He tries to back off after that, but she will keep seeking him out, and well...it would be rude to ignore a curious child, wouldn’t it? She hungers for knowledge, like he did, and she’s strong to have a fully-formed nahual this young. If she becomes a priestess, it will be no bad thing to have an ally in Xochiquetzal’s clergy. He tells himself this, and tries not to think about how she’s younger than some of his nieces. If he’d married—if he wasn’t a priest, sworn to the service of his gods—he could have so easily had children her age, ready to sit at his feet and listen to his stories and fall asleep on his shoulder. (It shocks him speechless the first time it happens, leaving him unable to move a muscle until she wakes up, but by the third time he’s learned to simply wrap her in his cloak and let her rest.) He would have liked a daughter or two.

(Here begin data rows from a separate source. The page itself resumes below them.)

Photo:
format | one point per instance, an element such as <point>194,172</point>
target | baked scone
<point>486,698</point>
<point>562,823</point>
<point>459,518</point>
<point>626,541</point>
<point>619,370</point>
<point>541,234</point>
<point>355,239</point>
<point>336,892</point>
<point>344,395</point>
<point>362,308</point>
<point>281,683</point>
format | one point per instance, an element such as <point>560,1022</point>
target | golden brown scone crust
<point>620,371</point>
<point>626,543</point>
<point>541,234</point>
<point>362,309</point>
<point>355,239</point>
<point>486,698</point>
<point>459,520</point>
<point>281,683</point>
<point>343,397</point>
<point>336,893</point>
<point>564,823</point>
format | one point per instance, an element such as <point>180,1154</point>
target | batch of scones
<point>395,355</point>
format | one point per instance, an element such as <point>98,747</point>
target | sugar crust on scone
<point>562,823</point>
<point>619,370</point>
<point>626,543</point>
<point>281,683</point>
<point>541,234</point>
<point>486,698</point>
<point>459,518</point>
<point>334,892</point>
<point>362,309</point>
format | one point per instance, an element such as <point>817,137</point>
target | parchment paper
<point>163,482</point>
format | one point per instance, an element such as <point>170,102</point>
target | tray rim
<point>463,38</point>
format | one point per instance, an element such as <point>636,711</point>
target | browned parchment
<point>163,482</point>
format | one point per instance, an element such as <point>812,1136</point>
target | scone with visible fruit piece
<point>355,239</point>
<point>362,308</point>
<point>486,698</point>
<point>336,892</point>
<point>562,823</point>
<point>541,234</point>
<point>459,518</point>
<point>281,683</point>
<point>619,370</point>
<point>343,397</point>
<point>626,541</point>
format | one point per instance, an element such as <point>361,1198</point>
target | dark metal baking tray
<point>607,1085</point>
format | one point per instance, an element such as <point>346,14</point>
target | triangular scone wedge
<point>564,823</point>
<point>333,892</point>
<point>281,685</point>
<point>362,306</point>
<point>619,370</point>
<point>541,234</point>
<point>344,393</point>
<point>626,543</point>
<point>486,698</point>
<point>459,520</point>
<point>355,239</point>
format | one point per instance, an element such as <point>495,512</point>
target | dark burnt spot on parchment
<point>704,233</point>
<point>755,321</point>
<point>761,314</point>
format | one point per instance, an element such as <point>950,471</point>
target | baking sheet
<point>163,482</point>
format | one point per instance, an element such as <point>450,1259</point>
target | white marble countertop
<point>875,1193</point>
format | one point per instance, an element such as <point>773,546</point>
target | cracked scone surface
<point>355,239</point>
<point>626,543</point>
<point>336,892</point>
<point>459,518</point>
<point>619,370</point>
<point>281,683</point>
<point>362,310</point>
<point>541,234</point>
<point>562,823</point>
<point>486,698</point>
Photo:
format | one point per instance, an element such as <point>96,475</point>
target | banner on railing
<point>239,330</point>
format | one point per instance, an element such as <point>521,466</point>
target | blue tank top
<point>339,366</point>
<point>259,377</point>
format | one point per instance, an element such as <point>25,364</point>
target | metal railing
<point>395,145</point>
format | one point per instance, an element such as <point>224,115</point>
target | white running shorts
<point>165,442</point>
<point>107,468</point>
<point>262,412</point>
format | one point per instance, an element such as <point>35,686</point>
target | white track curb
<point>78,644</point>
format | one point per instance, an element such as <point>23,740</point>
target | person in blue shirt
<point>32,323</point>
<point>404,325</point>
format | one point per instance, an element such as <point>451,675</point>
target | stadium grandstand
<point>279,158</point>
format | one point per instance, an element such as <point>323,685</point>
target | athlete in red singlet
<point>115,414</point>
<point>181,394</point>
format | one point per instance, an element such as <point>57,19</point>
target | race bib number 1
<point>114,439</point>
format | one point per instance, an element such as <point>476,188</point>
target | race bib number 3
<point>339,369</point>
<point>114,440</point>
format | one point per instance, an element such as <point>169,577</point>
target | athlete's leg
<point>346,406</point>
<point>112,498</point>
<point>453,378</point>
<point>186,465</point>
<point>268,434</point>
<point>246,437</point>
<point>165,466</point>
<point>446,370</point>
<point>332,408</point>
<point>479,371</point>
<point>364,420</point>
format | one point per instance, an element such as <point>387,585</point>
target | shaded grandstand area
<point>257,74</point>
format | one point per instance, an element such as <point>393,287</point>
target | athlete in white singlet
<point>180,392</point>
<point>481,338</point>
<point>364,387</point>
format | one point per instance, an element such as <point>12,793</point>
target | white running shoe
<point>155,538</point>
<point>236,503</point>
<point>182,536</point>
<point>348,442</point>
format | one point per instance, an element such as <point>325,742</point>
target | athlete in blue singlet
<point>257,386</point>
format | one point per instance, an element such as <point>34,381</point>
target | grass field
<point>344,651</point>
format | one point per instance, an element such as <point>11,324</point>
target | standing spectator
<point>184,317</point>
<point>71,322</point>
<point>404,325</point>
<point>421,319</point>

When she finally does graduate the calmecac ten years later, crediting him with getting her through it, he doesn’t think even her actual father could feel as proud.
2) Chimalli
The boy is obviously, blatantly cursed, the underworld hanging around him like a second cloak. That’s the first thing Acatl notices. The second thing is that he’s familiar somehow, and once he realizes that he knows who this boy must be. Chimalli. The boy whose poisoned mother had died in childbirth, leaving her son to be raised by the woman who killed her. No wonder he’s here now, ten years old and being shipped off to the calmecac of Mictlantecuhtli like an unwanted dog.
He meets Acatl’s gaze from across the courtyard, eyes dark and serious and too old for his little face, and smiles politely. Acatl arranges his face into a similar expression, not sure what he should say. Or if he should say anything in the first place. They met once when the boy was four and dying, it’s unlikely that he’d remember him. Still, it’s something of a relief to see him in good health. He’s sure to be taken care of well in the calmecac, so Acatl doesn’t need to worry.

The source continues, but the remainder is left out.